La clé de la négociation se trouve dans la préparation. Donc prenez réellement le temps qu’il faut avec votre conseil pour préparer la négociation, envisager tous les scénarios, tous les types d’interlocuteurs, toutes les questions, etc.

Si vous êtes vous-même un vendeur hors du commun, il est préférable que vous meniez vous-même les négociations car vous êtes le mieux placé ou bien vous pouvez élaborer une stratégie de négociation à plusieurs intervenants avec votre conseil. Si vous n’êtes pas un expert en négociation, vous devriez laisser votre conseil mener la danse, il a l’habitude de ce genre de négociation et obtiendra sûrement un meilleur prix que vous. Croyez-moi, on ne s’improvise pas négociateur, surtout dans ce genre de négociation.

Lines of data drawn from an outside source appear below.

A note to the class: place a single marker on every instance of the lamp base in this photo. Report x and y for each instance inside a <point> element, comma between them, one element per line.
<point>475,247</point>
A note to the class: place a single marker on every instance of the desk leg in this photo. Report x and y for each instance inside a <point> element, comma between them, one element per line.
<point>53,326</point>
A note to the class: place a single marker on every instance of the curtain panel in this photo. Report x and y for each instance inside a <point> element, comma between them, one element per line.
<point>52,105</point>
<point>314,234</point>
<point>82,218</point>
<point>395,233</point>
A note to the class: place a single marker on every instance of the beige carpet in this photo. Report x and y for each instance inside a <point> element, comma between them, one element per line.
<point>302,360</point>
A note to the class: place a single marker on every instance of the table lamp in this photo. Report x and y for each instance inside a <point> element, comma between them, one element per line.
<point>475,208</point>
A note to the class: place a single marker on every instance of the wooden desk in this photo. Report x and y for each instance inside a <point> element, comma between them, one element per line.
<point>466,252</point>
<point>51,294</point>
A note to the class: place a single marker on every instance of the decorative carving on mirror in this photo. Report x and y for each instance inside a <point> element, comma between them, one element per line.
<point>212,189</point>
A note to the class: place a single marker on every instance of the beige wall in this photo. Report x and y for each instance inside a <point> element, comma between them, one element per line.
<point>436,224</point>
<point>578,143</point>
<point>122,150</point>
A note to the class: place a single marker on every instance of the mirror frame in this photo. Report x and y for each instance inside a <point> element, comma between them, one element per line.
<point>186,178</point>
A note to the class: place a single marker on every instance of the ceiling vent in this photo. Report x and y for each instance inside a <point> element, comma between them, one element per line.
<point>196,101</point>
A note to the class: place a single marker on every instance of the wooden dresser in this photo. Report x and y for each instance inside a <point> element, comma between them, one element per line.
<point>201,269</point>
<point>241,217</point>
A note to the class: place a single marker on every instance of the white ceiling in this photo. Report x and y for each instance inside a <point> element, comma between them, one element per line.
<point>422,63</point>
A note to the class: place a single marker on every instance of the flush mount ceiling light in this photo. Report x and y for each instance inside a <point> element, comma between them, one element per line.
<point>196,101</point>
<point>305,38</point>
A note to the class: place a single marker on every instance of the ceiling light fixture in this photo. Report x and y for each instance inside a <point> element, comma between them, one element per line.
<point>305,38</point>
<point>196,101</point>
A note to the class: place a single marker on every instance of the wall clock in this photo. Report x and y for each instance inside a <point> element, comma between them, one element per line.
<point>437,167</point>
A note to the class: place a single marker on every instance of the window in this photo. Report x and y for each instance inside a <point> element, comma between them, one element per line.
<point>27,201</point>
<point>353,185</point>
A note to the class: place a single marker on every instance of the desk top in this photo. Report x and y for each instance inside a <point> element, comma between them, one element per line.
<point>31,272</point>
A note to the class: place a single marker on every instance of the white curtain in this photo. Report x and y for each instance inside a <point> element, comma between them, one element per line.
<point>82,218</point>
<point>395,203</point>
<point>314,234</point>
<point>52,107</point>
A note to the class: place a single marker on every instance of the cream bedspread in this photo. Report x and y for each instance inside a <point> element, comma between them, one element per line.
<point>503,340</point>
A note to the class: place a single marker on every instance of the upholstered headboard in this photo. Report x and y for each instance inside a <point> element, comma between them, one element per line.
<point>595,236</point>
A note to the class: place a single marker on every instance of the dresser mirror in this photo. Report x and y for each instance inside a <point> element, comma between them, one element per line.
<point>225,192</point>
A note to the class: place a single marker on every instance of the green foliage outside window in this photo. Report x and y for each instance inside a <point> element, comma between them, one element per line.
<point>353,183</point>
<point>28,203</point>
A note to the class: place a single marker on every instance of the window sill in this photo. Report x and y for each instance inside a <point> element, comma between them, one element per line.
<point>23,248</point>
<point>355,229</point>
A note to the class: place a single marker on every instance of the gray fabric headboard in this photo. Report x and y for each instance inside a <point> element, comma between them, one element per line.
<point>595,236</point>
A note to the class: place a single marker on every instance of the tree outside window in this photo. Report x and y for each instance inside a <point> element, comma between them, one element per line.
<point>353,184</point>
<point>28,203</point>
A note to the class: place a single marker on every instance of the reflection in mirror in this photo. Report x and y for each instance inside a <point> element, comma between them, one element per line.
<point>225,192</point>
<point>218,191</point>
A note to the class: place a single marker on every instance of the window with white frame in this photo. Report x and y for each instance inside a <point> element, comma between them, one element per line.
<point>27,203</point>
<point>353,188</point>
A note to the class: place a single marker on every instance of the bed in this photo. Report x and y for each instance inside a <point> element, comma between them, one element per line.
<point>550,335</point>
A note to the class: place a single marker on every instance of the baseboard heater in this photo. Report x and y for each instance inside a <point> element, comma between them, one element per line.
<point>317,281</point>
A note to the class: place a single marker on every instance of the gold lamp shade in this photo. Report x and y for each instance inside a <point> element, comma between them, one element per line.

Il est vivement recommandé de vous reposer sur votre conseil concernant les différents documents contractuels à signer au cours du processus de vente (la lettre d’intention du repreneur, le protocole d’accord puis l’acte de cession qui comprendront entre autres une clause de non-concurrence et une garantie d’actif et de passif). Ces documents contractuels demandent des compétences spécifiques et sont à élaborer avec soin.

3. Confidentialité et annonce de la cession

Pendant toute la durée du projet jusqu’à la signature, vous allez devoir garder la plus grande confidentialité afin de ne pas déstabiliser les salariés, les clients, les fournisseurs, les partenaires et les banques.

Quand la cession sera signée, vous allez devoir annoncer l’opération. Vous devriez annoncer la cession d’abord aux personnes clés, que ce soit vos cadres, vos clients importants, un fournisseur ou un partenaire clé. Vous allez devoir rassurer, expliquer que vous avez prévu une période d’accompagnement et répondre au questions. Quand ceci est fait vous devriez annoncer la cession de façon générale auprès de vos salariés.

Il est toujours préférable de faire cette annonce vous-même, soit seul soit avec votre repreneur selon ce qui est le plus judicieux. Si vous ne présentez pas votre repreneur tout de suite, vous devriez prévoir de le présenter à une autre occasion, mais il est important pour lui que ce soit vous qui le présentiez afin de montrer que vous êtes encore là pour la phase de transition.